The only time you're writing sizeof(x) is when you want to know the size of 'x', eg. to store it somewhere else or zero out the memory or something of that sort. And it gives the right answer, great! It doesn't ever do something that's undefined or strange, and it's not an obscure part of the C language.
It seems like you're responding to something that isn't there -- an accusation along the lines of "... and therefore C is a bad language" or "... and therefore sizeof is poorly designed" or "... and it's bad that the correct answer is 'I don't know'".
The author isn't, so far as I can tell, making any such claim.
He's claiming only this: many people who program in C (or C++, which in this particular respect is the same) think they know that sizeof(...) will be 8, or think they know that sizeof(...) will be 5, and all those people are wrong, because it could be either of those things or various other things too, and there are contexts in which you need to be aware that the assumptions you're inclined to make around this sort of code are wrong.
All of which is straightforwardly correct, so far as I can tell.
As the author says, the question is really about struct padding more than it's about sizeof. It most likely doesn't matter that much whether or not someone knows that sizeof(...) might not be 8 in this situation. But it might matter if, e.g., they read the docs for some binary file format and see that it looks like
offset type name
0000 int block_size
0004 char record_type
0008 int user_id
000C int unit_id
0010 double radiation_level
0018 int timestamp
and think "aha, I'll make this neater" and write
struct protocol_block {
int block_size;
char record_type;
int user_id;
int unit_id;
double radiation_level
int timestamp;
};
> The first case, for example, returns 8 under any reasonable compiler
That is wrong. This part of C is apparently obscure enough that people make false assumptions like your own I quoted.
After you made that claim, someone provided a case where GCC returns something other than 8 and you edited your statement. Again, your statement was incorrect until you edited it, and so there must be some obscurity involved.
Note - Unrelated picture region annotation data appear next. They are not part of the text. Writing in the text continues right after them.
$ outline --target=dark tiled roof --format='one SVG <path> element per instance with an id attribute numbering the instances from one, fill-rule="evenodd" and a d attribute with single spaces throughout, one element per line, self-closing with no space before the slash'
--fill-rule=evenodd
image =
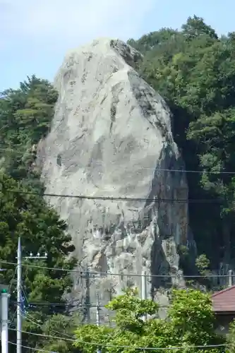
<path id="1" fill-rule="evenodd" d="M 235 313 L 235 285 L 215 293 L 211 298 L 215 313 Z"/>

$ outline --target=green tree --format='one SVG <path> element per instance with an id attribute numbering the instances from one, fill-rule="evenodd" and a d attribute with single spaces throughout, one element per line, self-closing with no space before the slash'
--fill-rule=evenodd
<path id="1" fill-rule="evenodd" d="M 224 347 L 193 348 L 196 345 L 223 345 L 225 342 L 215 333 L 215 318 L 209 296 L 194 290 L 174 290 L 171 299 L 169 320 L 157 319 L 153 316 L 157 312 L 158 305 L 152 300 L 139 299 L 136 290 L 128 289 L 107 306 L 116 312 L 116 326 L 79 327 L 75 333 L 75 346 L 87 353 L 95 352 L 99 347 L 102 352 L 133 353 L 145 352 L 144 347 L 180 347 L 182 349 L 177 352 L 181 353 L 222 353 Z M 144 314 L 152 318 L 144 321 Z M 150 349 L 147 352 L 156 351 Z"/>
<path id="2" fill-rule="evenodd" d="M 140 71 L 169 105 L 175 141 L 188 173 L 190 225 L 199 253 L 212 269 L 234 263 L 234 215 L 235 42 L 234 32 L 219 38 L 194 16 L 181 31 L 155 40 L 165 30 L 143 36 L 132 45 L 144 53 Z M 200 220 L 200 222 L 198 222 Z"/>
<path id="3" fill-rule="evenodd" d="M 59 310 L 66 315 L 64 294 L 69 293 L 72 286 L 69 273 L 54 268 L 72 270 L 76 261 L 71 256 L 74 247 L 66 232 L 65 222 L 47 206 L 42 197 L 31 192 L 32 189 L 23 187 L 19 181 L 5 174 L 0 175 L 0 258 L 2 267 L 6 269 L 1 273 L 0 282 L 9 283 L 14 276 L 13 266 L 7 263 L 16 262 L 19 237 L 25 256 L 30 251 L 48 253 L 46 260 L 33 263 L 37 268 L 27 266 L 32 265 L 27 260 L 23 266 L 23 290 L 28 294 L 26 311 L 30 315 L 25 316 L 24 328 L 42 334 L 43 325 L 32 322 L 42 322 L 46 325 Z M 15 282 L 11 285 L 11 300 L 16 300 Z M 30 303 L 35 303 L 35 308 L 29 305 Z M 31 319 L 28 320 L 28 317 Z M 66 318 L 64 320 L 66 322 Z M 44 340 L 25 334 L 23 342 L 32 347 L 43 347 Z"/>

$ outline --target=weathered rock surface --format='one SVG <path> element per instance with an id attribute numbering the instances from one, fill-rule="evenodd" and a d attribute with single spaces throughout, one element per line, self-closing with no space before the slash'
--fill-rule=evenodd
<path id="1" fill-rule="evenodd" d="M 48 198 L 68 224 L 83 268 L 177 275 L 177 246 L 191 241 L 188 203 L 177 202 L 187 201 L 188 187 L 183 172 L 169 170 L 183 169 L 183 162 L 165 102 L 134 68 L 140 59 L 109 39 L 69 52 L 55 79 L 59 98 L 38 160 L 47 193 L 97 198 Z M 91 280 L 91 301 L 95 288 L 107 302 L 111 287 L 121 291 L 126 279 Z M 169 280 L 152 277 L 147 293 Z M 75 296 L 83 292 L 78 283 Z"/>

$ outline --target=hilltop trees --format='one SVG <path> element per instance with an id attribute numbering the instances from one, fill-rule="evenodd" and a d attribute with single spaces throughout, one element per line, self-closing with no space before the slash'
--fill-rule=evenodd
<path id="1" fill-rule="evenodd" d="M 170 106 L 186 169 L 201 172 L 187 173 L 189 198 L 212 200 L 190 204 L 189 215 L 199 252 L 214 268 L 235 258 L 234 37 L 219 38 L 194 16 L 181 31 L 163 29 L 130 42 L 145 54 L 142 75 Z"/>
<path id="2" fill-rule="evenodd" d="M 0 273 L 0 281 L 11 283 L 10 318 L 16 328 L 14 266 L 7 263 L 16 263 L 18 237 L 24 256 L 30 251 L 47 252 L 46 260 L 34 261 L 35 268 L 25 265 L 32 261 L 23 261 L 23 330 L 63 337 L 73 330 L 75 320 L 68 315 L 64 297 L 72 282 L 69 272 L 56 268 L 74 268 L 74 248 L 66 223 L 44 201 L 40 172 L 32 167 L 35 158 L 32 146 L 48 132 L 56 97 L 57 92 L 47 81 L 32 76 L 18 90 L 8 90 L 0 98 L 0 259 L 6 269 Z M 16 333 L 10 333 L 15 342 Z M 23 333 L 23 345 L 51 347 L 46 337 L 27 333 Z M 68 342 L 57 340 L 53 345 L 60 353 L 72 352 Z"/>

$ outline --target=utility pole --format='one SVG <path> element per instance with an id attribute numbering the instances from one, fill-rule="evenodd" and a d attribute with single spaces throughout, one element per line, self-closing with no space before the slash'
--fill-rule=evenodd
<path id="1" fill-rule="evenodd" d="M 99 293 L 96 294 L 96 325 L 100 326 L 100 302 Z"/>
<path id="2" fill-rule="evenodd" d="M 21 258 L 21 244 L 20 238 L 18 239 L 17 249 L 17 335 L 16 347 L 17 353 L 21 353 L 22 348 L 22 316 L 20 313 L 21 302 L 21 282 L 22 282 L 22 258 Z"/>
<path id="3" fill-rule="evenodd" d="M 100 326 L 100 301 L 99 293 L 96 294 L 96 325 Z M 98 348 L 97 353 L 101 353 L 101 350 Z"/>
<path id="4" fill-rule="evenodd" d="M 88 323 L 90 323 L 90 273 L 88 270 L 88 266 L 87 266 L 87 270 L 85 273 L 85 287 L 86 287 L 86 294 L 85 294 L 85 307 L 86 307 L 86 315 Z"/>
<path id="5" fill-rule="evenodd" d="M 1 353 L 8 352 L 8 293 L 6 289 L 1 289 Z"/>
<path id="6" fill-rule="evenodd" d="M 43 259 L 47 258 L 47 253 L 44 256 L 40 256 L 37 253 L 36 256 L 33 256 L 30 253 L 30 256 L 25 257 L 25 259 Z M 21 300 L 22 300 L 22 249 L 20 237 L 18 239 L 17 249 L 17 338 L 16 338 L 16 352 L 22 352 L 22 313 L 21 313 Z"/>
<path id="7" fill-rule="evenodd" d="M 229 287 L 232 287 L 233 285 L 233 271 L 229 270 Z"/>
<path id="8" fill-rule="evenodd" d="M 147 275 L 146 271 L 142 271 L 141 275 L 141 298 L 143 300 L 147 299 Z M 144 321 L 147 320 L 147 314 L 142 318 Z"/>

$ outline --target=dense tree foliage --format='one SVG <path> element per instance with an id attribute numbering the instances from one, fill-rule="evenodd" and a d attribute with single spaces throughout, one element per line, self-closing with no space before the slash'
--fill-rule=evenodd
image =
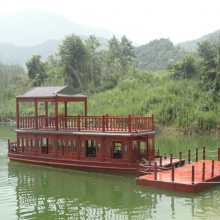
<path id="1" fill-rule="evenodd" d="M 220 41 L 203 41 L 198 43 L 198 49 L 170 65 L 174 79 L 195 78 L 202 89 L 209 91 L 212 98 L 218 99 L 220 91 Z"/>
<path id="2" fill-rule="evenodd" d="M 46 79 L 46 71 L 44 63 L 41 61 L 40 55 L 33 55 L 26 62 L 28 76 L 32 79 L 33 86 L 41 86 Z"/>
<path id="3" fill-rule="evenodd" d="M 60 45 L 59 57 L 63 67 L 65 83 L 83 92 L 90 80 L 88 77 L 88 54 L 80 37 L 70 35 Z"/>
<path id="4" fill-rule="evenodd" d="M 164 38 L 135 48 L 139 68 L 152 71 L 166 69 L 169 64 L 176 63 L 183 54 L 182 49 Z"/>
<path id="5" fill-rule="evenodd" d="M 0 64 L 0 122 L 15 118 L 14 97 L 29 88 L 29 80 L 20 66 Z"/>
<path id="6" fill-rule="evenodd" d="M 168 40 L 161 41 L 152 43 L 154 48 L 160 45 L 158 51 L 161 51 L 163 45 L 162 48 L 167 47 L 168 51 L 172 51 L 172 43 Z M 35 83 L 42 86 L 68 84 L 77 91 L 91 95 L 91 115 L 153 113 L 159 128 L 173 127 L 185 133 L 218 133 L 218 41 L 201 42 L 197 51 L 187 53 L 182 59 L 169 65 L 169 71 L 153 73 L 140 70 L 136 66 L 134 48 L 126 37 L 119 40 L 113 36 L 107 50 L 100 51 L 99 46 L 95 36 L 82 40 L 78 36 L 70 35 L 61 44 L 59 53 L 45 62 L 39 56 L 32 57 L 27 62 L 30 64 L 28 74 L 17 66 L 0 65 L 0 120 L 15 117 L 13 97 Z M 166 57 L 165 51 L 164 49 Z M 163 56 L 160 54 L 159 57 Z M 37 70 L 41 68 L 34 65 L 33 61 L 36 60 L 38 65 L 43 66 L 46 77 L 38 76 L 40 73 Z M 156 60 L 159 62 L 159 58 Z"/>

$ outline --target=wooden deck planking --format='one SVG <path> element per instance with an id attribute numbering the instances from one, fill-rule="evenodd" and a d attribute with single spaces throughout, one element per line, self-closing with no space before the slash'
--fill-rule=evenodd
<path id="1" fill-rule="evenodd" d="M 205 172 L 203 176 L 203 163 L 205 163 Z M 194 183 L 192 183 L 192 166 L 194 166 Z M 209 182 L 220 181 L 220 161 L 214 161 L 214 171 L 212 176 L 212 160 L 200 160 L 192 162 L 182 167 L 175 168 L 174 181 L 172 181 L 172 170 L 164 170 L 155 173 L 140 176 L 137 178 L 137 184 L 144 186 L 153 186 L 163 189 L 173 189 L 187 192 L 194 192 L 210 186 Z"/>

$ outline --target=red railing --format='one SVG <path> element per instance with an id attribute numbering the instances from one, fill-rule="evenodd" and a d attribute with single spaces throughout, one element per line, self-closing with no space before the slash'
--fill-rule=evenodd
<path id="1" fill-rule="evenodd" d="M 21 129 L 137 132 L 154 128 L 153 116 L 28 116 L 19 117 Z"/>

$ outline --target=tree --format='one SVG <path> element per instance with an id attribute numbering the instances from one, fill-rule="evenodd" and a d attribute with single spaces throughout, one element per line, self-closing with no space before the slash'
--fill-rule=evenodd
<path id="1" fill-rule="evenodd" d="M 40 55 L 33 55 L 26 62 L 28 77 L 32 80 L 33 86 L 41 86 L 46 79 L 45 65 L 41 62 Z"/>
<path id="2" fill-rule="evenodd" d="M 126 36 L 123 36 L 121 41 L 118 41 L 117 38 L 113 36 L 112 39 L 109 40 L 109 58 L 110 64 L 114 64 L 114 69 L 124 75 L 135 58 L 132 42 L 129 41 Z"/>
<path id="3" fill-rule="evenodd" d="M 209 41 L 198 43 L 202 86 L 212 91 L 213 94 L 220 91 L 219 46 L 220 43 L 211 43 Z"/>
<path id="4" fill-rule="evenodd" d="M 192 54 L 188 54 L 176 64 L 170 65 L 169 70 L 173 72 L 174 79 L 193 78 L 198 74 L 197 60 Z"/>
<path id="5" fill-rule="evenodd" d="M 77 91 L 87 88 L 88 50 L 80 37 L 67 36 L 59 48 L 65 83 Z"/>
<path id="6" fill-rule="evenodd" d="M 135 58 L 134 47 L 132 46 L 132 42 L 129 41 L 126 36 L 123 36 L 119 48 L 119 63 L 122 68 L 122 73 L 125 74 L 129 64 L 131 64 Z"/>

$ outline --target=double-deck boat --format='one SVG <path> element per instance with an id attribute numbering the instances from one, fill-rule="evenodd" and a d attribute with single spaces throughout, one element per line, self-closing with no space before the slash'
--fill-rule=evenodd
<path id="1" fill-rule="evenodd" d="M 73 115 L 76 103 L 81 115 Z M 87 96 L 67 86 L 17 96 L 15 132 L 17 140 L 8 141 L 10 160 L 134 173 L 137 161 L 157 156 L 153 115 L 88 116 Z"/>

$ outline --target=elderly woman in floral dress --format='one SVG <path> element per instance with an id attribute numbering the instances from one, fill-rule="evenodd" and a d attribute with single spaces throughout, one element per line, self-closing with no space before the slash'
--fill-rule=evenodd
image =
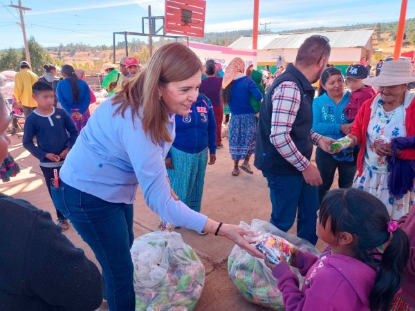
<path id="1" fill-rule="evenodd" d="M 396 169 L 415 167 L 415 149 L 396 148 L 403 138 L 415 135 L 415 93 L 407 89 L 413 82 L 411 64 L 404 60 L 385 62 L 379 76 L 363 79 L 379 93 L 363 104 L 350 134 L 340 140 L 341 149 L 362 146 L 353 187 L 380 199 L 394 220 L 408 214 L 415 199 L 413 178 L 403 182 L 407 171 Z"/>

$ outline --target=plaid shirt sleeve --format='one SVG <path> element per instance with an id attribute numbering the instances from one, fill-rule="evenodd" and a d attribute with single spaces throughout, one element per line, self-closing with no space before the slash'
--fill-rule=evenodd
<path id="1" fill-rule="evenodd" d="M 309 165 L 310 161 L 298 151 L 290 136 L 301 102 L 299 89 L 294 82 L 283 82 L 274 90 L 271 99 L 273 115 L 270 140 L 284 158 L 299 171 L 303 171 Z M 317 143 L 320 137 L 311 131 L 314 143 Z"/>

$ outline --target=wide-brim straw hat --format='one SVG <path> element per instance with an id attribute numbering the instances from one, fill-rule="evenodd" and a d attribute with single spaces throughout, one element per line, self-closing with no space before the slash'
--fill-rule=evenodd
<path id="1" fill-rule="evenodd" d="M 398 59 L 384 62 L 378 77 L 363 79 L 362 82 L 371 86 L 391 86 L 414 82 L 415 75 L 409 60 Z"/>
<path id="2" fill-rule="evenodd" d="M 118 67 L 118 65 L 116 65 L 115 64 L 105 63 L 102 65 L 102 70 L 105 71 L 107 69 L 111 68 L 116 68 L 117 67 Z"/>

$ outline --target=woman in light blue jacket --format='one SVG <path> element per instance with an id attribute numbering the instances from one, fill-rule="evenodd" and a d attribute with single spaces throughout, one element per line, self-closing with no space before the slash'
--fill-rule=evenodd
<path id="1" fill-rule="evenodd" d="M 53 190 L 55 206 L 89 245 L 102 267 L 110 311 L 133 311 L 130 247 L 133 202 L 140 184 L 148 206 L 165 221 L 225 236 L 264 258 L 239 226 L 190 209 L 172 191 L 165 164 L 175 136 L 175 114 L 197 98 L 202 64 L 181 44 L 166 44 L 148 67 L 103 102 L 81 131 Z"/>
<path id="2" fill-rule="evenodd" d="M 349 133 L 351 123 L 344 113 L 350 102 L 350 92 L 344 91 L 344 82 L 340 70 L 329 67 L 322 74 L 319 97 L 313 102 L 313 131 L 338 140 Z M 349 188 L 356 173 L 357 153 L 353 150 L 347 156 L 331 155 L 317 147 L 315 162 L 323 184 L 318 186 L 320 202 L 331 187 L 335 170 L 339 172 L 339 187 Z"/>

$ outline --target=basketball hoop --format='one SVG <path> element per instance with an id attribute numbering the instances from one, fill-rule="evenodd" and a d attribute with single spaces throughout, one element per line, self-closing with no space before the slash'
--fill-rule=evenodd
<path id="1" fill-rule="evenodd" d="M 176 35 L 205 35 L 205 0 L 165 0 L 165 32 Z"/>

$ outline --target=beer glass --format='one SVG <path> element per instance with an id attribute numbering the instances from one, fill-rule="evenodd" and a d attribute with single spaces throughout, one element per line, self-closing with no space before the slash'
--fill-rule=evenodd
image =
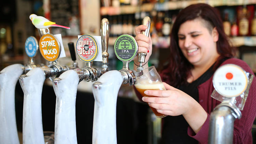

sizeof isn't an obscure part of the language, yes, but the specific behavior here might still be unexpected for a decent number of people, who might, say, think they can always use "sizeof(int)" and "4" interchangeably to shorten code (which could very well be true for all platforms they will ever care about, but nevertheless is not a guaranteed property by C by itself).
I am old. I remember when sizeof(int) was usually 2. And I may live long enough to see sizeof(int) typically be 8.
The 16-to-32 bit transition broke a lot of code that assumed sizeof(int) was 2. The next transition may do the same. (Or, we may keep "int is 32 bits" forever, and use long for 64. Who knows? I don't. You probably don't, either, so don't assume that sizeof(int) = 4.)
The present behavior on normal 32-bit and 64-bit platforms is that, on both, 'int' is 4 bytes, and 'long long' is 8 bytes; and on 64-bit, whether 'long' is 4 or 8 bytes depends on the ABI/target OS.
I'd imagine it's quite likely that 'int' stays 4 bytes even on hypothetical 128-bit CPUs - there's not much reason to change it, as on 64-bit it's already less than the CPU width, and thus is pretty much arbitrary even today. But yes, anything that wants a 4-byte/32-bit integer should just use <stdint.h>'s int32_t.
> But, thus, upon seeing the program, without additional information you cannot know whether it'll give 8 or 3 (or who knows what else), and thus "I don't know." is very much an appropriate answer.
May it is appropriate, but its underhanded.
I mean if someone gave the single line of Go code:
s := x + y
And then, when you said "that adds two number", the someone replied "Hah! Gotcha! The answer is 'I don't know'"
I don’t get what you’re saying - what’s underhanded about saying structure packing can have unexpected results across platforms, architectures, compilers and even compiler flags?
The point is that you could only ever say for sure what the answer will be if all that is exactly specified, otherwise your assumption could be wrong.